Anti-proteolytic property and bonding durability of mussel adhesive protein-modified dentin adhesive interface

Abstract

Objectives: To evaluate the effect of mussel adhesive protein (MAP) on collagenase activity, dentin collagen degradation and microtensile dentin bond strength (μTBS). Methods: Three groups were designed: 1. experimental group: treated with MAP; 2. positive control: treated with GM6001 (collagenase-inhibitor); 3. negative control: treated with distilled water (DW).
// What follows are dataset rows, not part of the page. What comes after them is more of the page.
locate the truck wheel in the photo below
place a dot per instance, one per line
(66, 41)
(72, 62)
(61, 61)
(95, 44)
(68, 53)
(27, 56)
For collagenase activity, Clostridiopeptidase-A was added to each group (n=5), and collagenase activity was assessed by colorimetric assay. For dentin collagen degradation, thirty dentin slabs were allocated to the three above groups (n=10). Dentin collagen degradation was evaluated by measuring released hydroxyproline by colorimetric assay after being incubated in Clostridiopeptidase-A for 7 days. For microtensile bond strength, sixty human third molars with flat dentin surfaces were etched by phosphoric acid and then assigned to the three above groups (n=20). An etch-and-rinse adhesive system was applied to all three groups as stated in standard clinic protocol. The test of μTBS was performed before and after thermocycling and collagenase challenge. Results: The collagenase activities (nmol/min/mg) in the group of MAP was significantly less inactive compared to the group of GM6001 and DW (MAP<GM6000<DW, p<0.01). The hydroxyproline concentrations (μg/mL) was significantly less in the group of MAP compared to the group of GM6001 and DW (MAP<GM6000<DW, p<0.01). While there was no significant difference in the immediate μTBS (MPa) among three groups (p>0.06), the value of μTBSs after thermocycling and collagenase challenge was significantly greater in the group of MAP and GM6001 compared to the group of DW (MAP, GM6000>DW, p<0.001). Significance: MAP inhibits collagenase activity, prevents dentin collagen degradation, and delays the deterioration of the dentin bonding of composite restoration over time.